Así, cada vez más las inversiones empresariales se concentran en activos intangibles: tecnologías de la información y las comunicaciones, investigación y desarrollo, bases de datos, software, diseños y creaciones artísticas, innovación organizativa y de procesos comerciales o imagen y marca. Una de las empresas más valiosa del mundo, Apple, no posee prácticamente activos físicos. En los Estados Unidos, el Reino Unido o Suecia, la inversión en activos intangibles supera con creces a la de activos físicos. Y la misma tendencia siguen Alemania, Italia o España.

Y estas inversiones tienen características propias. Son más arriesgadas por la gran incertidumbre sobre los beneficios que se producirán con ellas y el momento en que empezarán a generarlos. Además, muchas no tienen un valor de mercado como pueden tener unos terrenos o unas naves industriales; sólo son valiosas como parte del negocio de su propietario: el valor residual es escaso o nulo. Otras, incluso con la protección de la propiedad intelectual, son susceptibles de ser copiadas y explotadas por competidores. La subjetividad en la valoración, en consecuencia, es mucho mayor en este tipo de activos que en los físicos o financieros.

Estas circunstancias obligan a que la financiación de las inversiones en activos intangibles deba hacerse con mayor proporción de capital , es decir, con fondos propios, en consonancia con el mayor riesgo que incorporan. La aportación de capital de los propios empresarios o trabajadores y las ayudas públicas pueden ser la solución en los primeros estadios, pero cuando el proyecto adquiere dimensión precisa de instrumentos financieros adecuados que lo acompañen. En este sentido, potenciar el crowdfunding, el capital riesgo y el mercado alternativo bursátil (MAB) se hace imprescindible. En cuanto a la deuda, los fondos y las emisiones de deuda (MARF) deberían tomar mayor protagonismo. La banca, por su parte, tendrá que cambiar su concepción tradicional de negocio, tan dependiente de garantías físicas.

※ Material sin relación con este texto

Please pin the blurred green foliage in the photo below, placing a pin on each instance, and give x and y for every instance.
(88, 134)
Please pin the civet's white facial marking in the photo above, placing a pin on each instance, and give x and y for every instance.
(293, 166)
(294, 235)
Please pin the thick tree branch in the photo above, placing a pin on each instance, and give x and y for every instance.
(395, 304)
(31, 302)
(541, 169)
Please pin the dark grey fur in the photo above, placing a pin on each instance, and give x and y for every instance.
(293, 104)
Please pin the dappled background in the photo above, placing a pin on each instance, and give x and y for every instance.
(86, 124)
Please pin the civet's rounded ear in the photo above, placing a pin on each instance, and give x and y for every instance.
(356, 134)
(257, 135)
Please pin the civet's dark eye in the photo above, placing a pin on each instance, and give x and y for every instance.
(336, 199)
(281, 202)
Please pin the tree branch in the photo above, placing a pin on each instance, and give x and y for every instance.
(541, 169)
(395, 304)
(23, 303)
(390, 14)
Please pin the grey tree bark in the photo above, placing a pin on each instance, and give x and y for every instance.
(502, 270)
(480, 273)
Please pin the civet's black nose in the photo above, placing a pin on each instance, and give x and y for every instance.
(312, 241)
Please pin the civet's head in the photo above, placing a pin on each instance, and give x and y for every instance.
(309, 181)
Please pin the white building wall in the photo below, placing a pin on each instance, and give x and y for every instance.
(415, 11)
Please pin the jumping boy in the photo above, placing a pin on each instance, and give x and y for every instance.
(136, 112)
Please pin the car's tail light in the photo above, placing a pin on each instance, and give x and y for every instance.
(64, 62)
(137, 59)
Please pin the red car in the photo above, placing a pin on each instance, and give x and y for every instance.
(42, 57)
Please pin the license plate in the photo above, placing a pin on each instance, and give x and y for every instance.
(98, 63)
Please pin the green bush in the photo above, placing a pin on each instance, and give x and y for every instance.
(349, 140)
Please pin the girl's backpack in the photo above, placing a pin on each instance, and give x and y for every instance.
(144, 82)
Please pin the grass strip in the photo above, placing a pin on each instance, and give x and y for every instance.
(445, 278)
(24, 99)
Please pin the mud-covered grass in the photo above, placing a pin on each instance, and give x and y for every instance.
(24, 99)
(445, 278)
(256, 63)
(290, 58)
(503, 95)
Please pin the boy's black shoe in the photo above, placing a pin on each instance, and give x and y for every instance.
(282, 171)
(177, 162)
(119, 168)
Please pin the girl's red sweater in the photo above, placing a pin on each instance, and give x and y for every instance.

Como nos dice Bauman, la flexibilidad es la clave del mundo de hoy, no estar comprometido con ningún modelo para siempre sino listo para cambiar la sintonía en cualquier momento: el sistema financiero, “como un líquido en un vaso, en el que el más ligero empujón cambia la forma del agua”, tiene que adaptarse para dar servicio a la empresa con esta nueva composición de activos.